Rabbi Aryeh Moshe Teicholtz suggests that the name Ninveh relates to the Aramaic word nun and recalls the fish-god that they worshipped there. In order to stress the urgency of Jonah's mission to Ninveh, G-d had the prophet swallowed up by a fish (nun) so that Jonah would remember about their idolatrous fish-cult and agree to help them repent.

There are several other words for “fish” in the Talmud that we have not yet discussed:

1. Besides the word nun, another common word for fish in Judeo-Aramaic is kavra. It remains unclear whether the term kavra refers to all fish in general or to a specific type of fish (see Tosafot to Moed Katan 11a). Dr. Marcus Jastrow (1829-1903) notes that the Mishnaic word kaveret means “beehive” or “basket” (Sheviit 10:7, Bava Batra 5:3, Keilim 8:1, 15:1, 22:10, Ohalot 5:6, 8:1, 8:3, 9:1), leading him to explain that kavra in the sense of “fish” refers specifically to “live fish” that are kept in a cauf (i.e., basket). According to this, it would seem that kavra can refer to any type of fish housed in such a portable fish tank. On the other hand, the Talmud (Chullin 109b) relates that kavra is a type of fish that tastes like the girutha bird (which Jastrow identifies as the “moor hen”), which suggests that kavra refers to a specific species of fish, not to all fish in general.

2. The Mishna (Bechorot 8:1, Karitot 1:3, Niddah 3:4) discusses the Halachic status of a miscarriage that results in a fetus in the shape of a sandal. The Babylonian Talmud (Niddah 25b) explains that the shape of a sandal resembles the shape of a fish in the sea. Rashi (there and to Ketuvot 39a) and his son-in-law Rivan (to Yevamot 12b) further note that this refers to a specific fish named sandal (such is also implied by the Jerusalem Talmud, Niddah 3:4). Meiri (to Yevamot 12b) adds that this sandal resembles a free-floating piece of meat that does not have clear limbs (perhaps a jellyfish?).

3. The Talmud (Chullin 109b) relates that the brain of a shibuta fish tastes like pork and is a kosher substitute for that porcine foodstuff. Moreover, the Talmud (Kiddushin 41a) relates that Rava would personally engage in preparations for the Sabbath by salting the shibuta fish for consumption. Jastrow identifies shibuta as probably referring to the "mullet”(or, Mugil cephalus) fish, while others identify the shibuta as the sturgeon or porpoise fish. The most definitive approach is that of Drs. Zohar Amar and Ari Zivotofsky, who identify shibuta as the fish known as shirbot/shabout (or Arabibarbus grypus) in English. Indeed, this type of fish fits the Jerusalem Talmud’s description that the shibuta can be found in Babylonia, but not in the Holy Land (Taanit 4:5). (See also Minchat Chinuch 550:2, who suggests that the term shibuta can refer to both kosher and non-kosher types of fish.)

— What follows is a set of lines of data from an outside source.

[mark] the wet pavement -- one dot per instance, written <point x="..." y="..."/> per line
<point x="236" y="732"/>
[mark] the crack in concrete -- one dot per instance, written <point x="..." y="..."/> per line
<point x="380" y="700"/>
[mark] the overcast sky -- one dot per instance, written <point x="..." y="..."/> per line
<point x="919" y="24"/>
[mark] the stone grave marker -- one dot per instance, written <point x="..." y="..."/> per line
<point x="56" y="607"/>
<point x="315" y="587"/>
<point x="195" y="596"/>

Remarkably, an ancient tradition claims that there is a certain type of fish that does not swim on the Sabbath (Radak to Gen. 2:3, Yalkut Reuven to Gen. 2:2, Shevet Mussat ch. 11). Based on this, some sources connect the word shibuta (spelled with a TET) with Shabbat (spelled with a TAV), thus identifying the shibuta fish as that fish which refuses to swim on the Sabbath (see Megadim Chadashim to Shabbat 119a).

*Special thanks to Rabbi Degani Kohen from Beitar/Baka for bringing the Jerbi custom to my attention.